地元を出た真澄は、結婚して家庭を持ち幸せな日々を送っていたが、突然体調を崩して病気と戦う日々を送っていた。やがて医師からの申告を受け、自分が長く生きられないということを悟った真澄は、家族と一緒に再びこの街へと帰ってきた。それは彼女がどうしても叶えたかった夢の一つだった。たくさんの思い出が詰まったこの町を最後の力で自らの足で歩いた彼女は、幸せな気持ちに包まれて、静かに息を引き取った。
「あれ、おじさんまた会ったね」
「やあ、この前の少年じゃないか」
夏も終わりに近づく頃、セミの鳴き声が夕焼け空に響く中、額から汗が一滴伝い落ちる。目を閉じ、静かに両手を合わせてお墓の前に佇んでいた僕に、少年は背後から元気良く声をかけた。真っ黒に日焼けした少年の口からこぼれる白い歯は、抜けていた下の前歯がすっかり生えきっていた。
「おじさんに買ってもらったボールで今日もみんなと遊んできたよ。ほら、見て」
手に持っていたゴムボールを弾ませて無邪気に笑うその人懐っこい笑顔は、どこか懐かしさを感じた。

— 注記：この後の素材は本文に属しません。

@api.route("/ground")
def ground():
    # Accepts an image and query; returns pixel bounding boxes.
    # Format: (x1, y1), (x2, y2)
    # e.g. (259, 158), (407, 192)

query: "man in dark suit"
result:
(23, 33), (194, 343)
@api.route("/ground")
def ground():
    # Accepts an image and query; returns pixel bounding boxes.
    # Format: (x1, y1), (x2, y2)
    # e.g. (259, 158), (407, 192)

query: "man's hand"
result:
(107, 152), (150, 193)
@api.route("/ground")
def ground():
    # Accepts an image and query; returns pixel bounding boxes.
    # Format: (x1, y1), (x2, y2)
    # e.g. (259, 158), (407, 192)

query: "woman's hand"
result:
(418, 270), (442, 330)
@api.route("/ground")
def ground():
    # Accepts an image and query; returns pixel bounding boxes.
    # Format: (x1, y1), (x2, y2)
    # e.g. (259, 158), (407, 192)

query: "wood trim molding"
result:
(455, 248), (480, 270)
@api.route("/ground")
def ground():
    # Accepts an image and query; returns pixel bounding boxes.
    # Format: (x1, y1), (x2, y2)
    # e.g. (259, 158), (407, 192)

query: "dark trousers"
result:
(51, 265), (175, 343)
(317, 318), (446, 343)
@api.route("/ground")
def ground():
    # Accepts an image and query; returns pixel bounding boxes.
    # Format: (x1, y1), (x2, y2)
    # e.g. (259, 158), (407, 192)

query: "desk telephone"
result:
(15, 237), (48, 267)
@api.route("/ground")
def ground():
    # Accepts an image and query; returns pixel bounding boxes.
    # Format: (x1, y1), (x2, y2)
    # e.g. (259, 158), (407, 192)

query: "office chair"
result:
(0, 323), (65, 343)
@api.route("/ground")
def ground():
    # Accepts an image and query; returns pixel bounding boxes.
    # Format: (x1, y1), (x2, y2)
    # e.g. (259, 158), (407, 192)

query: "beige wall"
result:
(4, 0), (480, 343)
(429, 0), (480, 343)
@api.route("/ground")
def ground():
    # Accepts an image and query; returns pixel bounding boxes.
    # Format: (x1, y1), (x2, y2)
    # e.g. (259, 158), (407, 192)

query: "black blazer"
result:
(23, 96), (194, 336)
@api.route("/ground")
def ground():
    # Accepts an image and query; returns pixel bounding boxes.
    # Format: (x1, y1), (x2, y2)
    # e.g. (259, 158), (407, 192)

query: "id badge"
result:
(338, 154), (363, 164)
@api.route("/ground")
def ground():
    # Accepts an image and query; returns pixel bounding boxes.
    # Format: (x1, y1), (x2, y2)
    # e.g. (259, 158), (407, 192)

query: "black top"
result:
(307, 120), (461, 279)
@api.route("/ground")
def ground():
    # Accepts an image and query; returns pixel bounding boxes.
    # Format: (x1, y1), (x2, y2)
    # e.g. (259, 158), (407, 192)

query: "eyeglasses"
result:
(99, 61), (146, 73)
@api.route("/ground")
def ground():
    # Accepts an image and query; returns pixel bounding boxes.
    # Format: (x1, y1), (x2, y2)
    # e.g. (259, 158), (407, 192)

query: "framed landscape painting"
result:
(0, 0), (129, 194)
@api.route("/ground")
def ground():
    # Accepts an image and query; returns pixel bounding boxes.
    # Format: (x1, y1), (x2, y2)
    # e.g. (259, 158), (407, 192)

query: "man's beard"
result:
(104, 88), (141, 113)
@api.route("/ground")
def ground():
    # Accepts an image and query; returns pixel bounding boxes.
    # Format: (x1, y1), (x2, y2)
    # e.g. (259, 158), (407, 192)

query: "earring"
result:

「そっか、おじさんのあげたボールを使ってくれてありがとう」
「うん、毎日使ってる!…おじさんは何でここにいるの?」
真っすぐ見つめる大きな瞳に、僕は精一杯の笑顔で、ゆっくりと言葉を紡いた。
「おじさんはこのお墓で眠っている人…ううん、君のお母さんとお喋りしに来たんだよ。おじさんは昔友達だったんだ」
「知ってるよ。おじさんの名前、健っていうんでしょ。お母さんがよく楽しそうに話してたもん」
「そっか。君には何もかもお見通しだね」
苦笑いを浮かべながら、ふと思い出した僕は地面に置いた革のカバンの中から取り出した。
「あ、そのボール!持っててくれたの?」
「もちろん、君からもらったおじさんにとっての宝物だからね」
あの日、少年にボールを買ってあげた僕に対して、少年はお礼にと使い古した空気の抜けきったゴムボールをプレゼントしてくれた。不格好ながら、少年に大切に扱われ続けたゴムボールはとても喜んでいるように見えた。僕は少ししぼんだゴムボールを見つめて、小さくマジックで書かれている「真澄」という文字を見つめ、微笑んだ。
「今日は何をして遊んだんだい?」
少年は胸いっぱいに息を吸って、元気な声で僕に叫んだ。
「ドッジボール!!」
ふと背中を押す強い風に、僕は思わず振り向いた。オレンジ色に照らされた墓石に止まった鮮やかなアゲハ蝶が、ゆっくりと羽をはばたかせ、光を放ちながら何度も僕達の周りを飛び回り、やがて天へと昇っていった。